The 2024 Open Source Security and Risk Analysis (OSSRA) report by Black Duck Software (ex Synopsys Software Integrity Group) found that 96% of applications contain open-source components, with an average of 526 components per application. Hence, it becomes critical to use a modern Software Composition Analysis (SCA) solution to manage large volumes of open-source components to not only generate a Software Bill of Materials (SBOM) but also reduce the “noise” often associated with application security tools. Snyk also made similar observations in their 2023 State of Open Source Security report, where over 60% of respondents indicated that automation security tools increased the number of false positives in vulnerability reports. Hence, even though Software Composition Analysis (SCA) solutions aim to simplify the lives of application security engineers, the hundreds of false positives overburden security teams, as they must now filter an overwhelming number of alerts to identify real risks.
The “Noise” Problem with Traditional SCA Tools
Most SCA tools scan codebases for known vulnerabilities in open-source components by identifying components present in the manifest file or dependency list without analysing how the vulnerable component is used in the application. As a result, every component declared in the manifest file is listed as a potentially vulnerable component, regardless of whether the vulnerable component is ever executed. Hence, security teams often encounter alert fatigue while reviewing the bill of materials for an application, as many components result in false positives that could be used more actively in the codebase.
Reachability analysis offers a more focused approach to vulnerability management. Instead of flagging every potential issue, reachability analysis determines whether the vulnerable code is actually reachable by the application’s execution paths. Function-level reachability effectively marries Static Application Security Testing (SAST) with software composition analysis (SCA), which identifies whether a vulnerable function within a library is used in an application.
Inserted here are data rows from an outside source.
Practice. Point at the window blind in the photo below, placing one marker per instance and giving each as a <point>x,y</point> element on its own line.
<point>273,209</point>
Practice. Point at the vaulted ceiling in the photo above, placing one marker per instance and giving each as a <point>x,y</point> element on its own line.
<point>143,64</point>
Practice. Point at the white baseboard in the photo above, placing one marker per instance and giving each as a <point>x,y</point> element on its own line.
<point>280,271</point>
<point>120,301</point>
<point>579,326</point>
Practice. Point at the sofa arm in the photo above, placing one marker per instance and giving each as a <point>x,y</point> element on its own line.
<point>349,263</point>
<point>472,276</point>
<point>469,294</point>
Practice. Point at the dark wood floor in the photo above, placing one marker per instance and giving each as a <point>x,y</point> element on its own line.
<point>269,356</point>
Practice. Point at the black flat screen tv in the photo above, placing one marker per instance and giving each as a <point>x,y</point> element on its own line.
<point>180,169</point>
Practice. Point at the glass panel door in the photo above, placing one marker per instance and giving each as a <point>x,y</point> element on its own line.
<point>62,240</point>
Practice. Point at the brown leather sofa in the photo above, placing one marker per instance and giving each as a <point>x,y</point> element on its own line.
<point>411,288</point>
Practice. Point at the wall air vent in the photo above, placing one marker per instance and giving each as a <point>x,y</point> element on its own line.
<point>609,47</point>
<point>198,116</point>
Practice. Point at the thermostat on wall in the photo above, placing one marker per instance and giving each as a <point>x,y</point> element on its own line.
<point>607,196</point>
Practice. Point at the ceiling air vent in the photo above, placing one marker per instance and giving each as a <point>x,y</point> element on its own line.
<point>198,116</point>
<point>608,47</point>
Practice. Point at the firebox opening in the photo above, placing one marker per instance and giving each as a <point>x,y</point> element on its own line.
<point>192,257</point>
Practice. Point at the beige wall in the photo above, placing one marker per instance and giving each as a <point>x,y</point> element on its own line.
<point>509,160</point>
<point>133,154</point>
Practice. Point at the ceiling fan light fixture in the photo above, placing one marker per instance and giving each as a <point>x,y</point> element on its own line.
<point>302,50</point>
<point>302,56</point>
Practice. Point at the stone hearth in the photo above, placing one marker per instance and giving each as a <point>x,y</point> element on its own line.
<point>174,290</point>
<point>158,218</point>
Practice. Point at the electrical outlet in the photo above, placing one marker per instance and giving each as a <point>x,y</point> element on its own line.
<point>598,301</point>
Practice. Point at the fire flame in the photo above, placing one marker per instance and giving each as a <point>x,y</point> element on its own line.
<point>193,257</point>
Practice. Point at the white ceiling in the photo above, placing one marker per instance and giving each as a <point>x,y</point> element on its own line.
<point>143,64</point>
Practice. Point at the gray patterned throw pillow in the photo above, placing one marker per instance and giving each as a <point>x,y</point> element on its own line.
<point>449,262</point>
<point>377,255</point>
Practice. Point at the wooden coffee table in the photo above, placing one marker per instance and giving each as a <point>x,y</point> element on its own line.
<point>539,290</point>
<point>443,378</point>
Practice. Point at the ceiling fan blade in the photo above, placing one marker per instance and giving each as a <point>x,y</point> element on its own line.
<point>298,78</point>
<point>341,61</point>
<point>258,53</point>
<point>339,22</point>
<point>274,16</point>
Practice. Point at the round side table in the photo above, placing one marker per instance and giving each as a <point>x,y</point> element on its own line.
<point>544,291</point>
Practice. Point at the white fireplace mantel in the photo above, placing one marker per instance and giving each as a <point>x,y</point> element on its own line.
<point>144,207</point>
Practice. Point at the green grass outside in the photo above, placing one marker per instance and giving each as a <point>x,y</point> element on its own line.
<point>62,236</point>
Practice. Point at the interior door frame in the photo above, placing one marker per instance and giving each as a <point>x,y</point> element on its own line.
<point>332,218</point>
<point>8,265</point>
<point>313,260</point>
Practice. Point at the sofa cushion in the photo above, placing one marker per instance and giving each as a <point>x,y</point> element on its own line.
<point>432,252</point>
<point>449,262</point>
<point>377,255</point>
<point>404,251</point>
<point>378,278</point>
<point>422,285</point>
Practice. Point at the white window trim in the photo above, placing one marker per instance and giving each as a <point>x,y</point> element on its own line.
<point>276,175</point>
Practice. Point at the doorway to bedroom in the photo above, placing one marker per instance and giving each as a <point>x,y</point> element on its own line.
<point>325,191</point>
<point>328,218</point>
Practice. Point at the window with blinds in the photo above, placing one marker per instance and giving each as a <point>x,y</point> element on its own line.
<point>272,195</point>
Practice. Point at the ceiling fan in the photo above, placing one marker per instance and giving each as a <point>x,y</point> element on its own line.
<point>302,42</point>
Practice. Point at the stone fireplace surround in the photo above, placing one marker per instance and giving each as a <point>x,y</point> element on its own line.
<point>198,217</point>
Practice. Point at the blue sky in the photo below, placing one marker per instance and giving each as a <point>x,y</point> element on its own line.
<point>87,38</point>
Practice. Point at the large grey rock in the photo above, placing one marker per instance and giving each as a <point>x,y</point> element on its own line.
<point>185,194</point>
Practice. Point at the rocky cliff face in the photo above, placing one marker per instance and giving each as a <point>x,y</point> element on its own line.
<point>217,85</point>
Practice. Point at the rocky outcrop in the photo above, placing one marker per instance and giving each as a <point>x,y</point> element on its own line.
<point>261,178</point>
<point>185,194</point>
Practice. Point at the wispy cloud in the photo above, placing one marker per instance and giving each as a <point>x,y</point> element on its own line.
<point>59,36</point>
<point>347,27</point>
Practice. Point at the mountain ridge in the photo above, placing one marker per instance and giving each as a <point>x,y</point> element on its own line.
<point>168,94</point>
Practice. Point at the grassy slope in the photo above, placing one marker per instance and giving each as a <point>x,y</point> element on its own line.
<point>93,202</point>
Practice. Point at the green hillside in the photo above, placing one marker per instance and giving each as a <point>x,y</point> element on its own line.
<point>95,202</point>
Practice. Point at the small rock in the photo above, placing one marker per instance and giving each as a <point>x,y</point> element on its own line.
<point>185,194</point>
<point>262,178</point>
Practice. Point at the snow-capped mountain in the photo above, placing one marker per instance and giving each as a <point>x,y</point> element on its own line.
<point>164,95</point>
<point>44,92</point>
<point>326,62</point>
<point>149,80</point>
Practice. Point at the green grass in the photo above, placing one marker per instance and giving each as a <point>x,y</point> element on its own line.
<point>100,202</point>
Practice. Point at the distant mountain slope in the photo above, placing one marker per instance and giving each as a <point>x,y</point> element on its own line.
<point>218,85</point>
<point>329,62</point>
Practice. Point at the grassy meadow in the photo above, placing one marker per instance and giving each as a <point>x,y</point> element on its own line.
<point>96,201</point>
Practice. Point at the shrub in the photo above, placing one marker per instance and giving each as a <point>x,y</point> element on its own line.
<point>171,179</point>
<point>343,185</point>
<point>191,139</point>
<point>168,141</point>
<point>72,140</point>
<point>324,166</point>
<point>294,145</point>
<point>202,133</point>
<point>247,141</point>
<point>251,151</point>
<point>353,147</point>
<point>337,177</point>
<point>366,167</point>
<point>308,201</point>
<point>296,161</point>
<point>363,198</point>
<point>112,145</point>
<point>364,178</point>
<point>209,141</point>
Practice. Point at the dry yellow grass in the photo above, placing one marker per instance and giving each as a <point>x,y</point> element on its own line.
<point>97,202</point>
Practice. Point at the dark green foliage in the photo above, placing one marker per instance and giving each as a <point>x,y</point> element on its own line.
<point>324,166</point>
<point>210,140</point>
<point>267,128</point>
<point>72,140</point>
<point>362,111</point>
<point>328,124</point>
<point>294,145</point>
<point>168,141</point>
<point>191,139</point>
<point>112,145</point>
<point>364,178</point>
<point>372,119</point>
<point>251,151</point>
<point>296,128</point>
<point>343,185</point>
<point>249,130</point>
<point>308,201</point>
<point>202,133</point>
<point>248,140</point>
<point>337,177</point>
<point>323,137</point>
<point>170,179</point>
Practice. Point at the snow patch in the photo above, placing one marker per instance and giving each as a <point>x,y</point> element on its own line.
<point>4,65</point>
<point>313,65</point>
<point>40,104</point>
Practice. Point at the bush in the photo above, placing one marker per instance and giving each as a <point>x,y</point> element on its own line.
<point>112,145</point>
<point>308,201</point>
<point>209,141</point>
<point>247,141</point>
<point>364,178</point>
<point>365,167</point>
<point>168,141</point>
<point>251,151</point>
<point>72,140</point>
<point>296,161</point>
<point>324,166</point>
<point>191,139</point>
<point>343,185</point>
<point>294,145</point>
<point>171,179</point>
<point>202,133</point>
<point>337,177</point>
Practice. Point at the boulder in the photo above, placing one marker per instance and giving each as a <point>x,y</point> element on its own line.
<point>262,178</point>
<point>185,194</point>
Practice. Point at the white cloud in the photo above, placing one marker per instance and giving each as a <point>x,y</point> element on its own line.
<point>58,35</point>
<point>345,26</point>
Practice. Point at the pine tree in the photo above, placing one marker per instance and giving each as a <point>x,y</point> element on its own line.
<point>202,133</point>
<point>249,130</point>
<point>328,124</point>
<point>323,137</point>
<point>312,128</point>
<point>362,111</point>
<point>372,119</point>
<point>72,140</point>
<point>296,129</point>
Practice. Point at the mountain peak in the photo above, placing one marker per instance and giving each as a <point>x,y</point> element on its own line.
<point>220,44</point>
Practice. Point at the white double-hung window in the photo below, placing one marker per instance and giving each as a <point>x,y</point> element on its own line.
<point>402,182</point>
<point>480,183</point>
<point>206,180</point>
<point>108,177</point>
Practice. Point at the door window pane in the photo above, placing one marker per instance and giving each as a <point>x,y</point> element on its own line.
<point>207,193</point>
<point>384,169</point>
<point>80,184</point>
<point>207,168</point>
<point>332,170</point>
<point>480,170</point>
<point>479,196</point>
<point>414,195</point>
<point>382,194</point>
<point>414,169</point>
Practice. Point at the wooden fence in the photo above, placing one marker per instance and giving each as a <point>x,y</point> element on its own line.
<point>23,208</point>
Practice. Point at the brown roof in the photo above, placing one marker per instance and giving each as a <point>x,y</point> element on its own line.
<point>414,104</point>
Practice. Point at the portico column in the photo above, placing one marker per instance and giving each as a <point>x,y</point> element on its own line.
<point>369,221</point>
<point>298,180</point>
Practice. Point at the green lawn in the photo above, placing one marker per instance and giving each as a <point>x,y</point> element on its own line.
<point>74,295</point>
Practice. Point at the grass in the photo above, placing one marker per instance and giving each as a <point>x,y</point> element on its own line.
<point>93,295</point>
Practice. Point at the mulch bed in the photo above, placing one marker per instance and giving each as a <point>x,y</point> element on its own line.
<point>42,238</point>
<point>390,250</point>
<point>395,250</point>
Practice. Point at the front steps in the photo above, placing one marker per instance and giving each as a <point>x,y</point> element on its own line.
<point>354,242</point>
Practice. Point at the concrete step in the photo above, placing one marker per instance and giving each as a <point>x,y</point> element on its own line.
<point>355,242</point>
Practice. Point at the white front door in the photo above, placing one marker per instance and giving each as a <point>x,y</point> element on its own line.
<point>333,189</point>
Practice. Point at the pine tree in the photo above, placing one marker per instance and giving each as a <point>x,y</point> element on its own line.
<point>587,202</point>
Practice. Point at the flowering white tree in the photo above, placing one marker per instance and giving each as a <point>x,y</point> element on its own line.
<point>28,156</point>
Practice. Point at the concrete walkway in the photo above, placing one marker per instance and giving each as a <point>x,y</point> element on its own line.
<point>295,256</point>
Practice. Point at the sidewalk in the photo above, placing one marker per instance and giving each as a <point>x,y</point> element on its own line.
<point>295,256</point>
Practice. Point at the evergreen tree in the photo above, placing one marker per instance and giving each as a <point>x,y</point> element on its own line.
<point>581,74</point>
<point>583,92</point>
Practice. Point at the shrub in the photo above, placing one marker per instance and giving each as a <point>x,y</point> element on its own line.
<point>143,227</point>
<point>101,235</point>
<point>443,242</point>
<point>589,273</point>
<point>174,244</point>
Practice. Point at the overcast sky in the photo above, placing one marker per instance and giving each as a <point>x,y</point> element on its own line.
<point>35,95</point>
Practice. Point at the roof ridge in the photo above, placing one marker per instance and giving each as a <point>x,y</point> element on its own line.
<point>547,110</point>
Reachability analysis offers a solution by providing the necessary context to distinguish between exploitable vulnerabilities and those that are not. A common method of analysing reachability is by generating call graphs that map the flow of function calls within an application; reachability analysis identifies whether the application’s code interacts with the vulnerable parts of a third-party dependency. If a vulnerability exists in a library but the application never uses that part of the code, the vulnerability is considered low-risk or even irrelevant. This significantly reduces the noise of false positives, allowing security teams to focus on vulnerabilities that matter.
Further, consider a vulnerability in a component that your application imports but never actually uses the imported component actively in the codebase. Traditional SCA tools would flag this as a critical issue, creating unnecessary noise. Reachability analysis, however, would trace the application’s code paths and determine whether the vulnerable function is ever called. If it’s not, the vulnerability is deprioritised, saving time and effort.
Benefits of Reachability Analysis
Reachability analysis helps organisations focus on the vulnerabilities that are most likely to be exploited. By identifying which vulnerabilities are reachable, security teams can not only prioritise high-risk issues but also by filtering out vulnerabilities that aren’t reachable; reachability analysis significantly reduces the volume of false positives generated by automated tools. This streamlines the workflow for security teams, allowing them to spend more time on real threats. Hence, Reachability analysis allows security teams to focus on the vulnerabilities that actually matter, reducing the time and resources spent on triaging false positives. This can result in cost savings and more efficient security operations.
Conclusion
In summary, Reachability analysis provides a more precise approach by determining whether vulnerabilities are actually exploitable with an exploitable call path within the application. By reducing the number of false positives and focusing on real threats, reachability analysis helps security teams prioritize their efforts, streamline their workflows, and ultimately allocate resources more effectively.